TheBeastie said:
You can do whatever you like, it doesn't bother me. Increasing co2 helps plants grow. Unless the media is manipulating us everyone should know that as basic common knowledge.
That's great if you're a plant. Most of us on the forum here aren't.
Most of us will have to live through increased allergens, increased ferocity storms and longer droughts. In agricultural exporting countries, we don't need to worry so much about lower yields from crops: Just higher prices, but food security could be an issue in many places - in fact it's already happening:
Throughout the spring and summer in 2016, tensions flared after ethnic Uzbek villagers and police blocked access to the reservoir and its water, which lies inside Kyrgyzstan. Uzbekistan drove armored personnel carriers into Kyrgyzstan, and both sides have captured and detained each other’s citizens. Fistfights and potshots have been common. For farmers scratching out a bare existence from increasingly dry land, water is lifeblood, and worth fighting for.
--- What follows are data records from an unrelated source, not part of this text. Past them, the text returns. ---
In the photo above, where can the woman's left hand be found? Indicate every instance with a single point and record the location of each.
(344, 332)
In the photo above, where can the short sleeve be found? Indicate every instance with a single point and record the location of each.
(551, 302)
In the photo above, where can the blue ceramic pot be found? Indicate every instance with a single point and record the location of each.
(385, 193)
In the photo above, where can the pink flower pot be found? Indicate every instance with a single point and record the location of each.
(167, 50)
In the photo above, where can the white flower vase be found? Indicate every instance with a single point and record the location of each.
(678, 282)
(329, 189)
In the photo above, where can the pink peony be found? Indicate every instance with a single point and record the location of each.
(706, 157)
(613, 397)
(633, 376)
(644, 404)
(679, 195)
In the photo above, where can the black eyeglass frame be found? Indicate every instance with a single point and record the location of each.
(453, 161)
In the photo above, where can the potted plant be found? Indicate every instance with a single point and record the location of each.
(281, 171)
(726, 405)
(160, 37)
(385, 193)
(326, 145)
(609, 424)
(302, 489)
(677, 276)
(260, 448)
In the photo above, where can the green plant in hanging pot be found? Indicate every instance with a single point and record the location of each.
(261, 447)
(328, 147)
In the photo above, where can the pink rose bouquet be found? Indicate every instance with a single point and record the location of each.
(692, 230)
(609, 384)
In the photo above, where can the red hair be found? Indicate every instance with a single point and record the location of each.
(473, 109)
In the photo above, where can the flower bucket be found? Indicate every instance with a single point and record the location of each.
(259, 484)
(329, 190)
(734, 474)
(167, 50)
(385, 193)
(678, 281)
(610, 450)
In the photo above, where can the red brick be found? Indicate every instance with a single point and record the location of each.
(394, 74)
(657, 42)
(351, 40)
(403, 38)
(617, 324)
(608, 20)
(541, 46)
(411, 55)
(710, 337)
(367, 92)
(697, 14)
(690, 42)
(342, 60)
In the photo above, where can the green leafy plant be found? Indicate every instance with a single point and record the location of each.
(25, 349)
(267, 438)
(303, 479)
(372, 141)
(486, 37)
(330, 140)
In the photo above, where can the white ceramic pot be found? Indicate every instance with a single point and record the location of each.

I have come to this remote and haphazard army post, standing between Uzbek and Kyrgyz farmers whose lands both need water, to see for myself the front line of climate change. A 2014 study in the Journal of Climate, published by the American Meteorological Society, reported that the warming rate in Central Asia has been twice the average global warming rate over the same period, and larger than any previous decade, over the first 12 years of the 21st century. As the region heats up, it faces increasing political instability and violence
http://nautil.us/issue/45/power/when-climate-change-starts-wars
It's easy for us in the first world. You can't smell or see Co2, and at these concentrations, it doesn't affect our breathing, our food and water is secure, and our houses withstand storms well. If anthropogenic climate change is real, then it's a minor inconvenience to us. For much of the rest of the world though, it'll be a disaster. But hey, we can sit in our ivory towers, and insist it's either not real, or not a big deal, or it's really uncertain. We can afford that.
Maybe anthropogenic climate change isn't real. I wouldn't say that the evidence is beyond reasonable doubt, but I would say on the balance of probability, it is true. But that doesn't mean we should be complacent. The cost of being complacent is too high, and the changes to make are relatively cheap. My car was $7000 more expensive than the fully petrol model and it will have paid itself off before the end of its life. It produces 1/3rd of the CO2 of the petrol model per kilometre. It'll be zero once I get a big enough solar farm on the roof. But even if that wasn't compelling enough, would you rather ride behind me when my car is on electric, or when it's burning fuel? Even without CO2, cars emit PM2.5 and PM10, along with all sorts of VOCs (depending on the quality and temp of the catalytic converter).
Unfortunately, this is not a "You can do whatever you like" type issue, because we all share the same planet. I'm no greenie, hell, I once told a Greenpeace recruiter that I don't join terrorist organisations (Greenpeace is on a register of "Organisations known to use violence to achieve political goals" - the same register ISIS is on). But I just think from a risk management perspective, it's better to spend a little more, enjoy a little less, than to find out too late that we're in trouble. The best analogy I've heard is that we're in a car driving in fog. One passenger says "Hey, I think there's a lot of pedestrian crossings on this road. We should slow down in case the fog means we see it late". The other passenger says "There's no evidence that there are pedestrian crossings on this road. If we slow down, we'll be late, let's just keep going". Any prudent person would slow down, because the cost of being wrong one way is potentially someone else dead. The cost of being wrong the other way is an unnecessary minor inconvenience to ourselves.
Think about whether you really want to be that driver, that says "My convenience is more important than a good chance of killing someone else."